Attendre frénétiquement le feed back de ses lecteurs, s’obséder à battre les autres au poteau d’arrivée de la notoriété, rechercher l’adrénaline du retour sur investissement intellectuel immédiat.
Thierry le frondeur n’en revient pas d’être tombé si bas, et d’avoir succombé à autant de pièges. Autre croc planté dans la belle image d’Internet: à vivre par écrans interposés, on est comme absent à la réalité, on oublie son corps, on le néglige et on n’est jamais entièrement engagé dans une relation au monde physique car une partie de soi est aspirée par les liens numériques. Progressivement, on se mue en cyborg.
Blancs, intellos, hommes
Cet autoportrait prend valeur plus large lorsqu’on examine le profil des blogueurs amis avec lesquels depuis des années il dialogue à travers les réseaux sociaux. Ils le soutiennent durant sa trêve, lui téléphonent, l’informent des derniers brouhahas du monde urbain, dont il n’entend les échos qu’à retardement.

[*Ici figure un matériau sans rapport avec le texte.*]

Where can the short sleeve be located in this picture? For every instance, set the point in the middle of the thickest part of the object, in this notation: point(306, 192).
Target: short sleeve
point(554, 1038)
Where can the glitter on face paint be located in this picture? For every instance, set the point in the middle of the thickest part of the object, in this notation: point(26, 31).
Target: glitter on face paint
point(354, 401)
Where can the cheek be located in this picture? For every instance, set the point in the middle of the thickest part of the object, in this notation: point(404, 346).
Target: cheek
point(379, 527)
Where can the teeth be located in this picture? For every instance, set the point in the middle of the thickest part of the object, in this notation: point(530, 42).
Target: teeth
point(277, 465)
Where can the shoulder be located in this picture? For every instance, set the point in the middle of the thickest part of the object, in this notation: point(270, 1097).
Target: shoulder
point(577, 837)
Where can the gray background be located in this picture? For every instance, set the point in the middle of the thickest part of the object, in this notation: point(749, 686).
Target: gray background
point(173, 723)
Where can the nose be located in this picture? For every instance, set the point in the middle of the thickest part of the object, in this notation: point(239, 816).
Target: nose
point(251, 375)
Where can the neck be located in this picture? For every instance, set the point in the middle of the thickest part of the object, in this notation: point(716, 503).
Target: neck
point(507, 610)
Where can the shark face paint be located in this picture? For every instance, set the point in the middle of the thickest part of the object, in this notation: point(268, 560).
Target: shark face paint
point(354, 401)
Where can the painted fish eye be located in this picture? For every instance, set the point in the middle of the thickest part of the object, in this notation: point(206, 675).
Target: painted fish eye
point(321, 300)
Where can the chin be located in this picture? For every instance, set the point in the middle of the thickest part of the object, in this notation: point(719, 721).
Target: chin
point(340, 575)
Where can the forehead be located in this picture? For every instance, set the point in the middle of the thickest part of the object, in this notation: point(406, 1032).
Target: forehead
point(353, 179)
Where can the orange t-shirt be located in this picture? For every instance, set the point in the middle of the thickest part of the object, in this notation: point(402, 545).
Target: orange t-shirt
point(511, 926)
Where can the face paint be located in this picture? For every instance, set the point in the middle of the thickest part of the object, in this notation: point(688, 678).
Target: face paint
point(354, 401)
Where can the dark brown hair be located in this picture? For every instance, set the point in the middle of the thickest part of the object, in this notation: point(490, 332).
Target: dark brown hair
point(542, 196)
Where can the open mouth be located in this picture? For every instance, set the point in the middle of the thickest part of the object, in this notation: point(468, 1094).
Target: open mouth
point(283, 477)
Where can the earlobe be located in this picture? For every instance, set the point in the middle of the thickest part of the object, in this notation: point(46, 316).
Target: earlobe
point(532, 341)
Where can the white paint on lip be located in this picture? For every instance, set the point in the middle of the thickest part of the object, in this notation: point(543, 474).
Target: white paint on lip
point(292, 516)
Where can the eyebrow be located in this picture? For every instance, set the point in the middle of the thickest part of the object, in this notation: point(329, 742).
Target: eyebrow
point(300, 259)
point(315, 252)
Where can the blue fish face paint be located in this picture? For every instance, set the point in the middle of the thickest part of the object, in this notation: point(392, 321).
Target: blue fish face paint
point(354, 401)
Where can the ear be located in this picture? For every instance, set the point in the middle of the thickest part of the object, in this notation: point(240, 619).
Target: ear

Tous se ressemblent: hommes blancs, intellos, idéologues d’une Net philosophie acquise dans une carrière au sein des médias. Souvent ils ne se connaissent que comme identités virtuelles et ne sont jamais rencontrés dans le monde réel.
Des femmes dans ce microcosme? Pas une à l’horizon. La blogosphère politique semble une des dernières chasses gardées pour les hommes, un espace où l’on peut donner libre cours à certains comportements: la verve révolutionnaire, la guerre des idées, la guerre contre tous, l’activité compulsive, la projection vers des aventures flamboyantes, l’exploit filmé ou photographié et aussitôt recyclé pour la cantonade.
D’ailleurs, les seuls métiers où subsiste une vraie surreprésentation masculine sont les ingénieurs et les informaticiens.
La vérité: durant sa cure, Thierry Crouzet ne détache jamais sa pensée d’Internet et en examine toutes les facettes. Y compris les meilleures, celles qu’il encense depuis longtemps.
En aucun cas il ne revient sur les prophéties développées dans ses anciens livres, en particulier le Cinquième pouvoir qui affirme une conviction: la puissance politique du peuple des connecteurs.
Contrairement aux technosceptiques qui accusent Internet d’amollir la capacité de réfléchir, il croit à la révolution de la connaissance, l’intelligence collective, s’émerveille de l’individu augmenté par tous les flux d’information. Son enthousiasme à l’égard de la mutation anthropologique induite par les réseaux numériques n’a pas faibli, c’est elle qui le remettra devant un clavier.
Six mois ont passé. Après avoir administré la preuve qu’il pouvait être sobre, fier que son psy ne diagnostique qu’une intoxication passagère et non pas une addiction, il rouvre son ordinateur.
Depuis janvier 2012, il a repris son blog, pianissimo comme un convalescent, déterminé comme un retraité qui, après avoir joui d’une période d’oisiveté, reprend un boulot à temps partiel car «nous ne sommes heureux que dans l’action et l’action pour moi, est sur le Net».
Le titre de son livre J’ai débranché laisse entendre une charge contre la galaxie Zuckerberg, un cri contre la servitude du web, une parole de repenti? Non, finalement. C’est plutôt une méditation sur la complexité du lien entre l’individu en chair et en os et l’être/réseau, une réflexion sur la difficulté à gérer la double appartenance de l’identité sociale et de l’identité virtuelle. En quelque sorte, une exploration de la psyché masculine d’aujourd’hui.